For people seeking natural approaches to mild-to-moderate depression, several alternatives have evidence without the dangerous interaction profile of St. John's Wort:
- Exercise: A 2023 meta-analysis in the British Medical Journal found exercise as effective as antidepressants for mild-to-moderate depression. Walking, running, yoga, and strength training all showed significant benefits.
- Omega-3 fatty acids (EPA): 1,000-2,000mg EPA daily showed modest antidepressant effects in multiple meta-analyses. No significant drug interactions.
- Saffron extract: 30mg daily showed comparable efficacy to low-dose SSRIs in multiple RCTs for mild depression. Better interaction profile than St. John's Wort.
- SAMe (S-adenosylmethionine): 800-1,600mg daily has evidence comparable to tricyclic antidepressants. However, SAMe also has serotonergic effects — use caution with SSRIs.
- Cognitive Behavioral Therapy (CBT): The gold standard non-pharmacological treatment with evidence comparable to antidepressants and superior long-term relapse prevention.
Important: If you are currently taking antidepressants, never add St. John's Wort or stop your medication without medical supervision. Both actions carry serious risks.
よくある質問
How long after stopping St. John's Wort can I start an antidepressant?
Wait at least 2 weeks after stopping St. John's Wort before starting an SSRI or SNRI. This allows the enzyme induction effect to resolve and serotonergic activity to normalize. Similarly, if you are on an antidepressant and want to try St. John's Wort (not recommended without medical guidance), you would need to taper off the antidepressant first under medical supervision.
Is St. John's Wort effective for depression?
For mild-to-moderate depression, St. John's Wort has shown efficacy comparable to low-dose SSRIs in multiple meta-analyses (most recently a 2016 Cochrane review). However, it is NOT effective for severe depression and should not replace evidence-based treatments. The significant drug interaction profile makes it a poor choice for anyone on other medications.

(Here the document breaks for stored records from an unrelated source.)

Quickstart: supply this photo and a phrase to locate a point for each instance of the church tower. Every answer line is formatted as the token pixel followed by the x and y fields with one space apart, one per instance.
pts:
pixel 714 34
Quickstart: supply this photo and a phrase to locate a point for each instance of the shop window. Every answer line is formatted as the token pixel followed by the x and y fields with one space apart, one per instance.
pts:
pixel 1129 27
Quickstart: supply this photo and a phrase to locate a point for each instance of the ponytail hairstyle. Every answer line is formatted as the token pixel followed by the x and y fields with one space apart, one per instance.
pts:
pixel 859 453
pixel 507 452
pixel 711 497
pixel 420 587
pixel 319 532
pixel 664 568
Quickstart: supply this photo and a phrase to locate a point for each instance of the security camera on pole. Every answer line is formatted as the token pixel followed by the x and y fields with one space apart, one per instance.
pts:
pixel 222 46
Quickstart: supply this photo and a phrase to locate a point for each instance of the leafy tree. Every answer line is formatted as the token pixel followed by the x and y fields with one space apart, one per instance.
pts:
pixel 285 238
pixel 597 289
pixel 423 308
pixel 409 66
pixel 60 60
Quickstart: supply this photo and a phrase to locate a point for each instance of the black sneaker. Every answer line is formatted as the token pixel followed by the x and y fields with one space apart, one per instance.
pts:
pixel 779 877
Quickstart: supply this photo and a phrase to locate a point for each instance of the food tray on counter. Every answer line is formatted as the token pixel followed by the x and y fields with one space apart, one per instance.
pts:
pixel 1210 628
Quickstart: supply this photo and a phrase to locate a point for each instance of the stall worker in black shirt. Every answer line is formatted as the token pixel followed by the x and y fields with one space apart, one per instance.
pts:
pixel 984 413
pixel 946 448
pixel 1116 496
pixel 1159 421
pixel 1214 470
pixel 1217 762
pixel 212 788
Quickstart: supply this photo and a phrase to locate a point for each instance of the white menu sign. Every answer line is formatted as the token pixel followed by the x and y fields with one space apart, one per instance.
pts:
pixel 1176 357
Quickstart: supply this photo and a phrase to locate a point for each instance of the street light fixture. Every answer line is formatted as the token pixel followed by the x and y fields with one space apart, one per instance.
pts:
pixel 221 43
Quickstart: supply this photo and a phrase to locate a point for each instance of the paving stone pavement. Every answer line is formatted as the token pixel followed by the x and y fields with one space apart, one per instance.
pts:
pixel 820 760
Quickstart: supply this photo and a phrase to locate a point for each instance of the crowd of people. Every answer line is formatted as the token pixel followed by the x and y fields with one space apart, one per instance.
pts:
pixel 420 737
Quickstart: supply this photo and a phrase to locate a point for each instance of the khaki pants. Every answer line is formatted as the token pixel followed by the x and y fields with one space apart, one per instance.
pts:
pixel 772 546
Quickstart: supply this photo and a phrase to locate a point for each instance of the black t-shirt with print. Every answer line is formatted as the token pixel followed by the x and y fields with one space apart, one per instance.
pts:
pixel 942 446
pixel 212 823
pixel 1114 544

Can St. John's Wort cause serotonin syndrome by itself?
At standard doses (300mg extract 3x daily), St. John's Wort alone is unlikely to cause serotonin syndrome. The risk arises primarily when combined with other serotonergic substances — SSRIs, SNRIs, triptans, tramadol, or MAOIs. However, at very high doses or in susceptible individuals, even monotherapy could theoretically cause mild serotonergic symptoms.